Bachar al-Assad confirme par ailleurs que Damas considère les frappes des Américains et de leurs alliés comme "une violation de la souveraineté nationale" de la Syrie. "Il s’agit d’une intervention illégale, d’abord parce qu’elle n’a pas reçu l’approbation du Conseil de sécurité (de l’ONU, ndlr), ensuite parce qu’elle n’a pas tenu compte de la souveraineté d’un État qui est la Syrie", déclare-t-il.
Interrogé sur la chute et la mort brutales de Saddam Hussein et de Mouammar Kadhafi, Bachar al-Assad répond que "le capitaine ne pense pas à la mort, ni à la vie, il pense à sauver son navire". Son "but n’est pas de rester président, ni avant, ni pendant, ni après la crise", dit-il. "Mais quoi qu’il arrive, nous autres Syriens n’accepterons jamais que notre pays devienne un jouet entre les mains de l’Occident. C’est un principe fondamental pour nous", affirme M. Assad.

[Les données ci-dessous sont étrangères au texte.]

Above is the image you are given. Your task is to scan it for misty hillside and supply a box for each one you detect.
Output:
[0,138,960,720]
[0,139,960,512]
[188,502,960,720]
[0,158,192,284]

"Je ne suis pas l’ennemi de Hollande, c’est Daesh"
Interrogé sur le fait que la France avait il y a quelques années de bonnes relations avec lui alors qu’à présent elle le considère "comme un paria", Bachar al-Assad accuse les dirigeants français d’être soumis à des influences étrangères.
"Les bonnes relations entre 2008 et 2011", période pendant laquelle la France était présidée par Nicolas Sarkozy, "n’étaient pas le résultat d’une initiative française. Il y a eu d’abord les Américains qui ont chargé l’administration française, à l’époque, de faire pression sur la Syrie au sujet de l’Iran. Il y a eu ensuite le Qatar qui poussait la France à améliorer ses relations avec la Syrie", déclare Bachar al-Assad.
"Aujourd’hui, les choses n’ont pas changé. (Le président François) Hollande, comme Sarkozy, n’agit pas de son propre gré", ajoute-t-il.
Bachar al-Assad ironise par ailleurs sur l’impopularité du président Hollande, qu’il ne "connaît même pas". "Je ne suis ni l’ennemi personnel ni le rival de Hollande. Je pense que c’est plutôt Daesh qui est son rival, puisque leurs cotes de popularité sont très proches", déclare-t-il. Selon lui, l’exécutif français actuel "oeuvre à l’encontre des intérêts (du peuple syrien) et de ceux du peuple français".